Anna Faris has been called this generation's Lucille Ball: She's pretty, smart, has impeccable timing and isn't afraid to cast dignity aside in pursuit of a hardy laugh.
Her new film "What's Your Number?" is a pet project she both stars in and produced. It's a chance to show just how audacious she can be, a chance to step up, a chance to shine. And it stinks on ice.
Faris plays Ally, an average 20-something living on her own in Boston. Riding home on the subway after losing her job, she reads in a magazine that the average woman has had ten lovers in her lifetime, and if you reach 20, you will probably never find true love.
Acting on this hair-brained tidbit, she counts up all her past lovers only to find she's reached 19, one shy of eternal spinsterhood.
Seeking to avoid the dreaded 20th, she tracks down her exes in the hope that one of them will be marriage material.
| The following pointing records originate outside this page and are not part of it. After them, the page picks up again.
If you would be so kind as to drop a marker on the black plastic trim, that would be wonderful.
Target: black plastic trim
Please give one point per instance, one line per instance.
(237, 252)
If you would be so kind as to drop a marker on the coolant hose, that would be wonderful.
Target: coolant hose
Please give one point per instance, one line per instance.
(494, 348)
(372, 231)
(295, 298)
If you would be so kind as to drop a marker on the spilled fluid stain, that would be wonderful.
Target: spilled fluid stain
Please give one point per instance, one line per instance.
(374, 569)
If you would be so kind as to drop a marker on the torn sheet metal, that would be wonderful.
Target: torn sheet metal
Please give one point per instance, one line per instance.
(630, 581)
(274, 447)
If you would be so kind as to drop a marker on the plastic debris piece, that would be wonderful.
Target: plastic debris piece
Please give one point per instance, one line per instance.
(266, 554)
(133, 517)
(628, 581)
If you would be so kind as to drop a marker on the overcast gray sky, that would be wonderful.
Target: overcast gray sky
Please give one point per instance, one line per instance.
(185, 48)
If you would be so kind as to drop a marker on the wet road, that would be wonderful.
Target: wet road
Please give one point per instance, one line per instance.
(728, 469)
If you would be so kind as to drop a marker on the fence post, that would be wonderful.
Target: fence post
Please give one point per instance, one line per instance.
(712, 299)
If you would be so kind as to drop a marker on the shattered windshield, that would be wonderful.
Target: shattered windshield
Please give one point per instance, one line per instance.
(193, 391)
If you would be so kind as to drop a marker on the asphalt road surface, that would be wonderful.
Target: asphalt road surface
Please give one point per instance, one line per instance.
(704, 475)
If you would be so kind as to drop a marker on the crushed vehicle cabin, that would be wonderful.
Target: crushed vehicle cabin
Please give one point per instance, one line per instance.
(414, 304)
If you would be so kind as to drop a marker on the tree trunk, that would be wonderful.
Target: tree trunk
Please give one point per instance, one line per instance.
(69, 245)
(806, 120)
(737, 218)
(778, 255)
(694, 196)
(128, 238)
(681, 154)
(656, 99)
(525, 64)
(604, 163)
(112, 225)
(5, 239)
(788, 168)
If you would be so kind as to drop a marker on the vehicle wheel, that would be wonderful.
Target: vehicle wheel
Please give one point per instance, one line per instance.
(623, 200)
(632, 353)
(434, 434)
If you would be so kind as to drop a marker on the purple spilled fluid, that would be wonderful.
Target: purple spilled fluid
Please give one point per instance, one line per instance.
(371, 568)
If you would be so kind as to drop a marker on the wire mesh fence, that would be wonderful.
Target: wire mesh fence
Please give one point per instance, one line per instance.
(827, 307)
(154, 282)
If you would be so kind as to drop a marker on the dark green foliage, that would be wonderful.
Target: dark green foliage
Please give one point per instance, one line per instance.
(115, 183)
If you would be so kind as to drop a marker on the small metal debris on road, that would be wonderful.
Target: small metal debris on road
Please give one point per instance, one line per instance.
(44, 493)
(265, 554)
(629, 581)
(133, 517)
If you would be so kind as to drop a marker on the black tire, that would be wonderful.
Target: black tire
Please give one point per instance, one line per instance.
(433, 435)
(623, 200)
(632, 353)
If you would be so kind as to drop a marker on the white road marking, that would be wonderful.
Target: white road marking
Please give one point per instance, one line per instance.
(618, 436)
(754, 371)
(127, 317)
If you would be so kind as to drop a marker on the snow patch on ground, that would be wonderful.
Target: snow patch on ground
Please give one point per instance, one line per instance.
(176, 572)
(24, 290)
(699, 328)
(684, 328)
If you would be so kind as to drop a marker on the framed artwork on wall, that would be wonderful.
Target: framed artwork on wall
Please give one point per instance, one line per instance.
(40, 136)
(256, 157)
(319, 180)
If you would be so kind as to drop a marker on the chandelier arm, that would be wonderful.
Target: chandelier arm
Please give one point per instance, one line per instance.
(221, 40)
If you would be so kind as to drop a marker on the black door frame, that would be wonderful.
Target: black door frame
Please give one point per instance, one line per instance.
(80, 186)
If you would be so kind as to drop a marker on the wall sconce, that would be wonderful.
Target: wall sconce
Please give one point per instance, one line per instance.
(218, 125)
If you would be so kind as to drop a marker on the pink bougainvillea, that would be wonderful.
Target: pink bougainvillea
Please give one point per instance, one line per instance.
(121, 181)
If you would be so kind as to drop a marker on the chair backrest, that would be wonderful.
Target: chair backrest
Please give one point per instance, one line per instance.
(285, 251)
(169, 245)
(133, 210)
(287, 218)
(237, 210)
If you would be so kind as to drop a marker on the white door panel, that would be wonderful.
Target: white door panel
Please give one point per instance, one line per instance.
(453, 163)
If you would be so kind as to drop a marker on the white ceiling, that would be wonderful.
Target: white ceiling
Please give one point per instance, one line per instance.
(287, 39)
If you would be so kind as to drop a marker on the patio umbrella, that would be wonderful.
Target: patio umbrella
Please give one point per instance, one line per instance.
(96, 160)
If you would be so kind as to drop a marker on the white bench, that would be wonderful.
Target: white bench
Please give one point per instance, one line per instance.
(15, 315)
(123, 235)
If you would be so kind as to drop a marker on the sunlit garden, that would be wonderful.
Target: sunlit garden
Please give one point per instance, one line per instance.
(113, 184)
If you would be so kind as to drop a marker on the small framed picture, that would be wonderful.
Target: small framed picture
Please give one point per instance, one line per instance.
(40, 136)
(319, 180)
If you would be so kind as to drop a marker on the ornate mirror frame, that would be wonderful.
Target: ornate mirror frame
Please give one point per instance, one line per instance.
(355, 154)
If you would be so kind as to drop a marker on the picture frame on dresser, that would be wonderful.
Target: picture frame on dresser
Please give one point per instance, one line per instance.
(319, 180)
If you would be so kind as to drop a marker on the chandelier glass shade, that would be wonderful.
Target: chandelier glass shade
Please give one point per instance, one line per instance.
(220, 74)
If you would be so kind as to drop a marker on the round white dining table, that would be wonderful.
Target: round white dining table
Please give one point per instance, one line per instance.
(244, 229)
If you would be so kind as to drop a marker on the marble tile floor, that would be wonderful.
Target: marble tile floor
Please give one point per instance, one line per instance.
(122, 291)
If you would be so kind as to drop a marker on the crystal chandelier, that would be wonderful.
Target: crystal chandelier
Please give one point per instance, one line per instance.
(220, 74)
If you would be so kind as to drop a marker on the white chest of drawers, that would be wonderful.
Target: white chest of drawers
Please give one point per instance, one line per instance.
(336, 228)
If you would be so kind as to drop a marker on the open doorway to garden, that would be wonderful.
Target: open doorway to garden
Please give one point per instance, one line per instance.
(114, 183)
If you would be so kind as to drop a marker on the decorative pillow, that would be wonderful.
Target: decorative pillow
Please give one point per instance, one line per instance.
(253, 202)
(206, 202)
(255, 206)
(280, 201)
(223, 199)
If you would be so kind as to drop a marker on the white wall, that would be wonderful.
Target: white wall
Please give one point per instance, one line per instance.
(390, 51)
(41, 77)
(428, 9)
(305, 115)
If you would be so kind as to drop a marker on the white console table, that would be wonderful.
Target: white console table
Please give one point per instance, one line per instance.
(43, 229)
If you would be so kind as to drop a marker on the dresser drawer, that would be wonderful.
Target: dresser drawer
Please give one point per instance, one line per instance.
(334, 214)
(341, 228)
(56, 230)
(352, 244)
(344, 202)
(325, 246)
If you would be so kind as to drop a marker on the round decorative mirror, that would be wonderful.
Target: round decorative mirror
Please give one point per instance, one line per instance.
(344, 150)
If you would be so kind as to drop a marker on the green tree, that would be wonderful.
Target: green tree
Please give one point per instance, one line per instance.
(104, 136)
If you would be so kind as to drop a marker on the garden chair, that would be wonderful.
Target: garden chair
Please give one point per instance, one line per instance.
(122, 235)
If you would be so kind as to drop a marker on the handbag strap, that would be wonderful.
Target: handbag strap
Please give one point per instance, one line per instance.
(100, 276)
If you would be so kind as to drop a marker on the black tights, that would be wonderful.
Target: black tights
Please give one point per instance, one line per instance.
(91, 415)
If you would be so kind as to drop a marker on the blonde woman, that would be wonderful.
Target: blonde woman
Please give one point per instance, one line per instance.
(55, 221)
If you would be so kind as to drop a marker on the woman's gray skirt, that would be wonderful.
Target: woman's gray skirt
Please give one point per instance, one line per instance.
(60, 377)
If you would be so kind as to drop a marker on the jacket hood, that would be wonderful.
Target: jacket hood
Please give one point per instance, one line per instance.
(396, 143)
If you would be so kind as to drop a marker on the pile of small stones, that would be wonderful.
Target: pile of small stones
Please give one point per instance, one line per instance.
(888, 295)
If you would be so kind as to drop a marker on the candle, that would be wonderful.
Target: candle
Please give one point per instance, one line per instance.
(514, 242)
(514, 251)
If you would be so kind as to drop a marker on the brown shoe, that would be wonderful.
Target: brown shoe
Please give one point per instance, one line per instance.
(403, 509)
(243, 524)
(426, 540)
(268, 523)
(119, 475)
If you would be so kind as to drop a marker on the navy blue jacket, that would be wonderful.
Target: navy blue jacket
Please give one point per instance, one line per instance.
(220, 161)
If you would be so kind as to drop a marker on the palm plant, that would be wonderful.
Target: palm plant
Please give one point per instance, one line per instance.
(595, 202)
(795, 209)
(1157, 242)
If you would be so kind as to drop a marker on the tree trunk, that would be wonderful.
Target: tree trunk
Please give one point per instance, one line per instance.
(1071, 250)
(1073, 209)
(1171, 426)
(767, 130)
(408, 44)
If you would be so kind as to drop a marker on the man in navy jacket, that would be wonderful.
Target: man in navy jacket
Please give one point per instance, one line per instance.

She enlists the help of playboy neighbor Colin (Chris Evans), whose family of cops somehow qualifies him to track down exes.
Ally's travels take her to Miami for a pap smear to meet an old lover (Thomas Lennon) who is now a gynecologist; to Washington, D.C. to track an old boyfriend (Anthony Mackie) from her college days when she campaigned for George W. Bush, (yes, Ally may well be the first Republican rom-com protagonist); and stalks a formerly-fat ex in Beacon Hill (real-life husband Chris Pratt) who has slimmed down enough to marry a superhot architect.
In other words, Ally is pathetic. Spurred into action by questionable notions of how many lovers are appropriate, she is unemployed but somehow manages to jet around to meet men she barely knows so she won't miss out on her chance at true happiness. This isn't a woman who needs to fall in love; this is a woman who needs counseling.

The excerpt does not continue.